Dans ce documentaire « Choisir à 20ans », vous êtres revenu sur de faits qui se sont déroulé y’a de cela 50ans, pourquoi ce choix ?

Je l’ai nié durant 50ans à moi-même, à un certain moment j’ai rencontré un insoumis, il m’a demandé pourquoi j’en parlais pas, il m’a encouragé à le faire, je me suis dis qu’il était temps de raconter cette époque qui a fait partie de ma vie. J’ai décidé ensuite de partir à la rencontre de ces derniers qui m’ont raconté leurs vies et après on s’est fixé un rendez vous pour le tournage, mais il faut savoir qu’il y’avait une petite symbiose entre la personne et moi, ils étaient libre de dire ce qu’ils pensaient. Après cela, je suis arrivé avec ma caméra, j’ai filmé moi-même le film et je fais moi-même le son aussi, on s’est retrouvé avec le témoignant face à face, ces derniers ont osé dire des choses  ils ont jamais osé dire avant.

Ce documentaire est comme une sorte mémoire pour ces militants…

Oui, les familles de certains de ses personnes ne savait rien de ce qui s’est passé à cette époque, ou ils étaient militant en Suisse, il y’avait une espèce de crainte de ces déserteurs réfracteurs de dire ce qu’ils ont fait à 20ans. J’ai trouvé une occasion pour remémorer ces faits car aujourd’hui ils ont tous 80 berges, entre temps y’a déjà deux d’entre eux qui sont morts, je n’ai jamais forcé la main a aucun d’entre eux, j’ai comme même insisté un peu certes.

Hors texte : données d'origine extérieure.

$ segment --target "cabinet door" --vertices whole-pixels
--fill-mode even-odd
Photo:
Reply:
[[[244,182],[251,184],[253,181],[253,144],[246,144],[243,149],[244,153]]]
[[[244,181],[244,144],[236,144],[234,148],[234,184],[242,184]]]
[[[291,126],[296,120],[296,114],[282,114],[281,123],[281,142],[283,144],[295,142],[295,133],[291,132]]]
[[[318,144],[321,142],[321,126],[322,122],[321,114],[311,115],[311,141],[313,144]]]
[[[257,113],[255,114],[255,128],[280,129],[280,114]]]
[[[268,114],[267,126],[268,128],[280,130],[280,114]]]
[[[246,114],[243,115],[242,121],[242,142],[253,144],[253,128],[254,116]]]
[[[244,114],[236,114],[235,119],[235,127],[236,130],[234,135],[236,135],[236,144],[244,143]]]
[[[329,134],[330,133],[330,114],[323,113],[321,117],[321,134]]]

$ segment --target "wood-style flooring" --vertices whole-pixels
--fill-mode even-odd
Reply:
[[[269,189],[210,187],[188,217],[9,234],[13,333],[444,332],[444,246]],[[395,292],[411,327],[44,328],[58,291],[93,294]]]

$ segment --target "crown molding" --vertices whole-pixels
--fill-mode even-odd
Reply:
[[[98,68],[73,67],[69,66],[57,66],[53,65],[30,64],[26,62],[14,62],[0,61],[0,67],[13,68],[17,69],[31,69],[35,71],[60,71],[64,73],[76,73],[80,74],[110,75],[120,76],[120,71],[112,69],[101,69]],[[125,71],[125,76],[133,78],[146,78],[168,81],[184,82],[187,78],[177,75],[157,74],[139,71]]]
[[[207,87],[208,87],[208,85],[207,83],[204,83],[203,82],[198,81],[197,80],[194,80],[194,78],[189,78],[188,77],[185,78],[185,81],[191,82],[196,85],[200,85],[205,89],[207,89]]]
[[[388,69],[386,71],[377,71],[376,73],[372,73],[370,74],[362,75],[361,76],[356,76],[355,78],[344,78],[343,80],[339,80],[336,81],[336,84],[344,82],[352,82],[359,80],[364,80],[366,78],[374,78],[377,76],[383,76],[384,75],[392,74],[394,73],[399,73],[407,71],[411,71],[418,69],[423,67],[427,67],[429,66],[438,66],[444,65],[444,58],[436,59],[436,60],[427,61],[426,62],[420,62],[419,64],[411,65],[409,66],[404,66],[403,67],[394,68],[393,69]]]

La population Suisse sait, aussi peux choses de cette période.

Vous avez avoué que ce documentaire avait un aspect plutôt personnel…

Quand vous avez 20ans, vous faites quelques fois des choses que vous oubliez, car quand j’étais à Sidi Larbi à Beni Snousse, je n’étais pas encore cinéaste, après ma formation et les quelques film que j’ai réalisé au cours de ma carrière, que j’ai décidé de lever le voile sur ce passé, y’a pas de raisons majeur que aussi moi même témoignais de ce que j’ai vécu et retrouvé quelques personnes qui ont vécu la même chose.

Ce film est un retour à ma jeunesse, quand j’avais 20ans que j’ai choisit, comme je dis le titre de donner un coup de main très minimaliste à la paix qu’on avait avec la guerre d’Algérie et parallèlement m’intéressais aux déserteurs et réfracteurs insoumis qui ont refusé de faire la guerre, ils étaient réfugiés en Suisse pendant un an ou pour certains d’autre pendant cinq ou six ans. Cette histoire est très méconnu, y’a très peux de publications sur ces déserteurs qui ont eu la chance de se retrouver en Suisse ou en Belgique, donc pour moi c’est un film sur mon passé et pour tous ceux qui avaient 20ans et ont fait face à ce choix difficile et souffrant.